[O]n the night of 9 April our marine biologists were lucky enough to witness an incredible once-a-year event on our coral reefs – the annual mass coral spawning!
In the Maldives, this event normally happens over a period of a few days in March or April, but it is very difficult to predict the exact date that it will occur. The corals take cues from the weather, tide, water temperature and moon phase before releasing a chemical signal in the water that triggers colonies of certain species to release their egg and sperm bundles (gametes) simultaneously around 2-3 hours after sunset (about 8:30pm here in the Maldives). Expelling these gametes en masse increases the likelihood of successful fertilisation. Often, different species will spawn on different nights to prevent hybrids from being formed. The gametes will float to the surface where, if they can avoid being eaten, they will meet and fertilise a larval coral called a planula. The planula can float in the ocean for several days before settling on a new reef, where it starts to bud and develop into a new coral colony.
[R]ising water temperatures over the last few months in the Maldives have triggered the maturation of the gametes.
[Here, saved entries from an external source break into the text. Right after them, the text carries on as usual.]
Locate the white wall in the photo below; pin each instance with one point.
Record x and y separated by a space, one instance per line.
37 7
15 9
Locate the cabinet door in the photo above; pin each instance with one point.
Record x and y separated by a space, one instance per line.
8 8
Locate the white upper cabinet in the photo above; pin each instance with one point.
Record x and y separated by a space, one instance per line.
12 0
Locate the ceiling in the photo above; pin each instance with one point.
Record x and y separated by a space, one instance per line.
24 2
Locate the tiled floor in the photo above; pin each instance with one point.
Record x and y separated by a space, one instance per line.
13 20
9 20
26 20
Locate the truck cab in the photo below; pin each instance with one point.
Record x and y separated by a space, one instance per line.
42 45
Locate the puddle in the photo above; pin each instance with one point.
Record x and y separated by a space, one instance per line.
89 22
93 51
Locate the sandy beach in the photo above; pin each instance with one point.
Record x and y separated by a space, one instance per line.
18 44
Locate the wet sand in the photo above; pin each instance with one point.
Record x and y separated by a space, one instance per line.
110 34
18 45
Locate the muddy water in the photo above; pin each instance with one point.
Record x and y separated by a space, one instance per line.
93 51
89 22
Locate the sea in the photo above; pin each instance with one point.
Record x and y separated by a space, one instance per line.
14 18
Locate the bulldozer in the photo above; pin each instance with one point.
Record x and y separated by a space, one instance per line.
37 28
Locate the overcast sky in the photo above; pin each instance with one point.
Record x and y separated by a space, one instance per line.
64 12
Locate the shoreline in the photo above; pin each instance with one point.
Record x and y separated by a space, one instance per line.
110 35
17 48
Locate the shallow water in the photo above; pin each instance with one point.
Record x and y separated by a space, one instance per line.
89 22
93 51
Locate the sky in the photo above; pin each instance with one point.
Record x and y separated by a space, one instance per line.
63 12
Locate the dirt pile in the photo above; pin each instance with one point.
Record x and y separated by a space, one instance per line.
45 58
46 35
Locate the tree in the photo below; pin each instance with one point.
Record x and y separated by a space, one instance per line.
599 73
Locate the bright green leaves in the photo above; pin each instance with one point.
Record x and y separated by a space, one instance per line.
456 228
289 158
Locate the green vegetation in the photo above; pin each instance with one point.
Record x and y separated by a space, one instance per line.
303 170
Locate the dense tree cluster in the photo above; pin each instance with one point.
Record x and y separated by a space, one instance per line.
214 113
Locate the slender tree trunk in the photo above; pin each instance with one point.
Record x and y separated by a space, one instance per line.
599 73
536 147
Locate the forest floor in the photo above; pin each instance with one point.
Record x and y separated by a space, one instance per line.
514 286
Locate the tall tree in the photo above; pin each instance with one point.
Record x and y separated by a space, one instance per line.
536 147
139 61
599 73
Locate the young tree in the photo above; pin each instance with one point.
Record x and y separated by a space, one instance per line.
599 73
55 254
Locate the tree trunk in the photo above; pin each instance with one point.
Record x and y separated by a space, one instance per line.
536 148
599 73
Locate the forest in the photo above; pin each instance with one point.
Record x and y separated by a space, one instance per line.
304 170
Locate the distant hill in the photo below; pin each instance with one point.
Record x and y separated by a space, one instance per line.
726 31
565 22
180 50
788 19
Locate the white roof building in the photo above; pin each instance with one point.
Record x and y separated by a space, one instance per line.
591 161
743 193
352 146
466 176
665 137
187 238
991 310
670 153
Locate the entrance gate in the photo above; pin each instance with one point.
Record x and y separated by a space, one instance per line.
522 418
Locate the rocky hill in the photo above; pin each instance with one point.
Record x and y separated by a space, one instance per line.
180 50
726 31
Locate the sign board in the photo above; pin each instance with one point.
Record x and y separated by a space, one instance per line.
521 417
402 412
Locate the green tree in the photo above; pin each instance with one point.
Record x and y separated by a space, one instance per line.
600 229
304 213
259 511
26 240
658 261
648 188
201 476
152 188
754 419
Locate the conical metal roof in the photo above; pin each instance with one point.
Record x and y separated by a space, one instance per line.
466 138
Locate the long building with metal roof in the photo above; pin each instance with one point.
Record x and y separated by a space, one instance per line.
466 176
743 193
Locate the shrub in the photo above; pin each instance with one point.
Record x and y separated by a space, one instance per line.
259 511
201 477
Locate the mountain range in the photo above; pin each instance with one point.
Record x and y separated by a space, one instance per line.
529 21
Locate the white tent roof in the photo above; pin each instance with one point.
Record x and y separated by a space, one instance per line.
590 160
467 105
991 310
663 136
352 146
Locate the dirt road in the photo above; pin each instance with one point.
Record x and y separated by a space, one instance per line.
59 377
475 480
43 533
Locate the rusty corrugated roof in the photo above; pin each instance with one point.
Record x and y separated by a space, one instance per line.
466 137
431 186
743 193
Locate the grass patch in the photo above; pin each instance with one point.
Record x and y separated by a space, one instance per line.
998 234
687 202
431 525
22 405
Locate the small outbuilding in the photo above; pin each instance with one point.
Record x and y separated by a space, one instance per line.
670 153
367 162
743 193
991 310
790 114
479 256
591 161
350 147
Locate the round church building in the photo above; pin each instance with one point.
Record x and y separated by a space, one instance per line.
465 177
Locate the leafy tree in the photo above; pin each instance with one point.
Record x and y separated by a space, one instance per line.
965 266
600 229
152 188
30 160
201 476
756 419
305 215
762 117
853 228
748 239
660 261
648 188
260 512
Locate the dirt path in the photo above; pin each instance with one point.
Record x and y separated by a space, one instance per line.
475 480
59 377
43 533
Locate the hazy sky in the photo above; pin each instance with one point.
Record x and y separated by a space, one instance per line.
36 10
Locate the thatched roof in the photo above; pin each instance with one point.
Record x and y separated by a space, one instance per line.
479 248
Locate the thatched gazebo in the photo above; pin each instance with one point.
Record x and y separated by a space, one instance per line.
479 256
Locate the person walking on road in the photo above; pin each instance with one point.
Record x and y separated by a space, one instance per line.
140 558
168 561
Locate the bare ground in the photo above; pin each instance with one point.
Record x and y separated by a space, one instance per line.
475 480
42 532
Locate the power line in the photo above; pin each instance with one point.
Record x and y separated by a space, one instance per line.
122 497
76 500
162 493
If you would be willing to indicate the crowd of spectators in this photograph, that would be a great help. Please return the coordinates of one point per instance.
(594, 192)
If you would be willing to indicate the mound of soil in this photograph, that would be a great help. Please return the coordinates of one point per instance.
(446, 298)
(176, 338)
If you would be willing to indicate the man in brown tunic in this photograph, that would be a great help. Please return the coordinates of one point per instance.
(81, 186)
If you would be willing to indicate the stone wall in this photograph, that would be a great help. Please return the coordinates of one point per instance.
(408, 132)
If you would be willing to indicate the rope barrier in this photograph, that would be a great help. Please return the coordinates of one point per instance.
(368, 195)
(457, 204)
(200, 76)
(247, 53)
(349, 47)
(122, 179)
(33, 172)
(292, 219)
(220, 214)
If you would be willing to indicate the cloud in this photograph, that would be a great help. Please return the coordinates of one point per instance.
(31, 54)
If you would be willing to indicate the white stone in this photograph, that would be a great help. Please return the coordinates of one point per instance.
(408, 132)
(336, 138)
The gametes are usually pink or red, and have been observed by our coral biologist inside the skeleton of several Acropora species over the last 10 days – letting us know that the corals were getting ready for the big event! After they’re released, the buoyant gametes form floating pink slicks on the surface of the water, much to the enjoyment of the other residents of the reef, who come in for a feast! The timing of the spawning a few hours after sunset ensures that most plankton feeders are asleep, which gives the coral planula more chance of survival. The biggest residents of the reef – the manta ray and the whale shark – often come into the atolls after a spawning event!
Coral spawning does not happen at the same time all around the world. The mass spawning events in the Caribbean usually occur in August/September, whilst on the Great Barrier Reef it happens in November/December.
Around the Maldives, slicks of eggs have been noted by other marine biologists from North Male and Ari atolls on various days since 4 April. Spawning was seen at Kuda Huraa on 9 April (21:00hrs); whilst at Landaa Giraavaru, we had observed eggs within the corals since 9 March, initially in Acropora secale and Acropora gemmifera, and then other Acropora and Pocillopora species towards the end of the month.